TCP-poort configureren voor DE OMED-service

Operations Manager vereist dat TCP-poort 8886 wordt gebruikt om binnenkomende communicatie tot stand te brengen tussen de Linux-agent en de beheerserver of gatewayserver om gegevensverzameling in te schakelen.

Certificaten configureren

In de vorige versie van de Linux-agent had de beheerserver toegang tot elke Linux-computer met een certificaat voor serververificatie. Met de nieuwe agent fungeert Fluentd als de client die toegang heeft tot de beheerserver, dus het certificaat vereist clientverificatie. U moet een nieuw certificaat verkrijgen om met de nieuwe agent te kunnen werken. Operations Manager gebruikt het nieuwe certificaat voor Fluentd-communicatie en het oude certificaat voor andere communicatie.
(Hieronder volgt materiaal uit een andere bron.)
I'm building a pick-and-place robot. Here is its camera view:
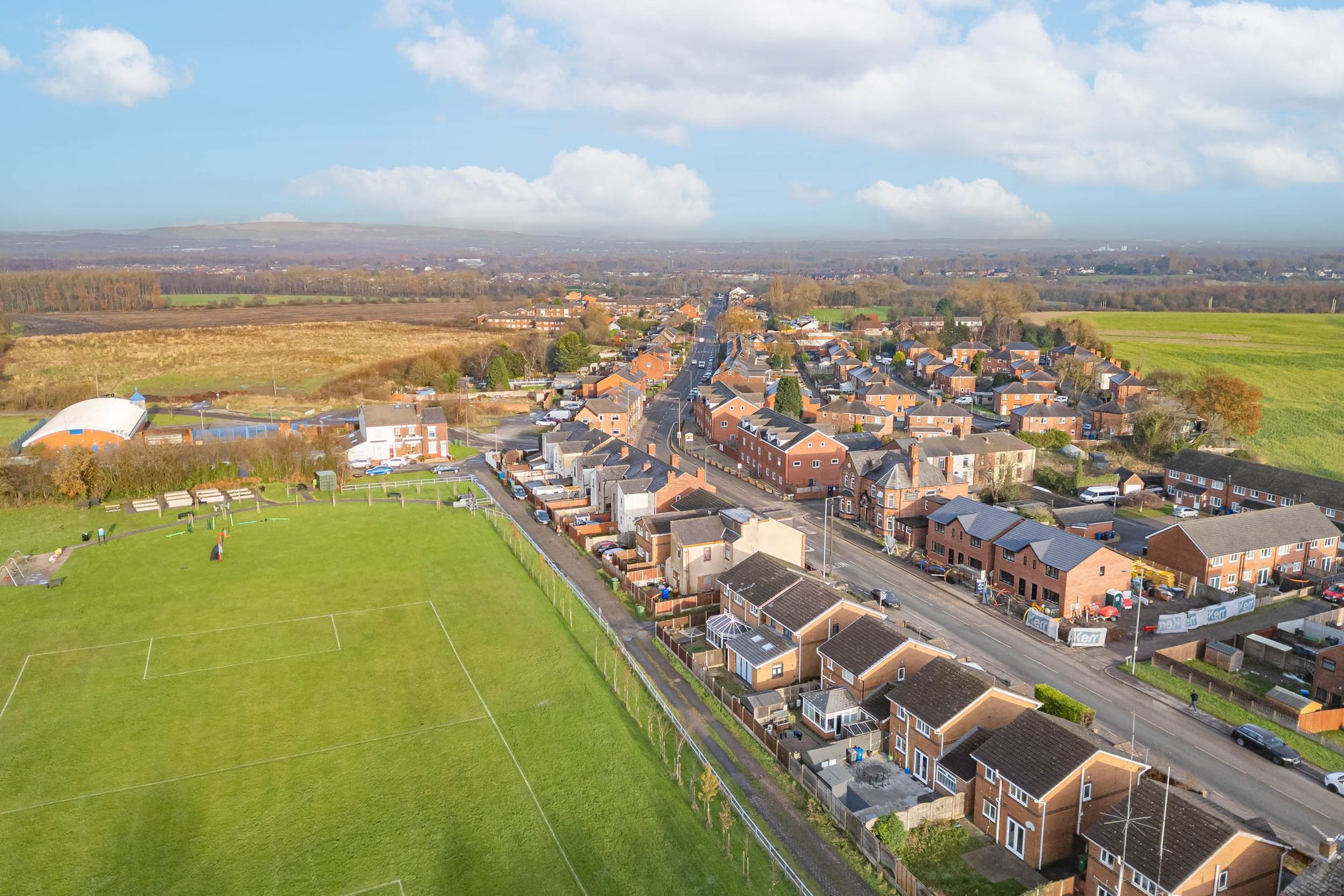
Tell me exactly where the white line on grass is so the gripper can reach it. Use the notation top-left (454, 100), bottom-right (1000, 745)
top-left (345, 877), bottom-right (406, 896)
top-left (426, 600), bottom-right (587, 896)
top-left (145, 647), bottom-right (340, 680)
top-left (0, 715), bottom-right (489, 815)
top-left (0, 653), bottom-right (32, 719)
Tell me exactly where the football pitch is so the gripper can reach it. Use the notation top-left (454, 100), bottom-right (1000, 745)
top-left (0, 504), bottom-right (769, 896)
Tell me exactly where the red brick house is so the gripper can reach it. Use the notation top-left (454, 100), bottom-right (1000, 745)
top-left (906, 398), bottom-right (974, 438)
top-left (738, 408), bottom-right (847, 496)
top-left (1148, 504), bottom-right (1340, 588)
top-left (1008, 403), bottom-right (1083, 439)
top-left (966, 711), bottom-right (1148, 870)
top-left (992, 520), bottom-right (1130, 619)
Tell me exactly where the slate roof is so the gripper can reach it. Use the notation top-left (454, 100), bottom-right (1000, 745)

  1. Zoek/etc/opt/omi/ssl/omi-host-hostname.pem<> en /etc/opt/microsoft/omsagent/scom/certs/scom-cert.pem op de Linux-computer en kopieer ze naar een willekeurige locatie op de beheerserver.

  2. Open een opdrachtprompt op de beheerserver en voer de volgende opdracht uit om uw certificaat te ondertekenen.

    scxcertconfig -sign omi-host-hostname.pem<> omi_new.pem en scxcertconfig -sign scom-cert.pem scom-cert_new.pem

  3. Kopieer het bestand - omi_new.pem naar /etc/opt/omi/ssl/ en scom-cert_new.pem naar /etc/opt/microsoft/omsagent/scom/certs/ op de Linux-computer. Verwijder de oude certificaatbestanden en wijzig de naam van de nieuwe certificaatbestanden om ze te vervangen.

Start de agent opnieuw

  1. Start de agent opnieuw op met de volgende opdracht.

    scxadmin – opnieuw opstarten

Detectie

Nadat u agents handmatig hebt geïmplementeerd op UNIX- en Linux-computers, moeten ze nog steeds worden gedetecteerd door Operations Manager met behulp van de wizard Detectie. Selecteer bij Detectietype alleen computers detecteren waarop de UNIX/Linux-agent is geïnstalleerd. Zie Agent installeren op UNIX en Linux met behulp van de detectiewizard voor meer informatie.

Volgende stappen

  • Zie Onderdrukkingen toepassen op objectdetecties voor meer informatie over het configureren van regels voor objectdetectie en het uitschakelen van detectie van een specifiek object.
  • Zie Agents upgraden en verwijderen op UNIX- en Linux-computers voor meer informatie over het uitvoeren van agentonderhoud op UNIX- en Linux-computers.
  • Zie Agents handmatig verwijderen van UNIX- en Linux-computers om te begrijpen welke opties en stappen moeten worden uitgevoerd om de agent correct van uw UNIX- en Linux-computers te verwijderen.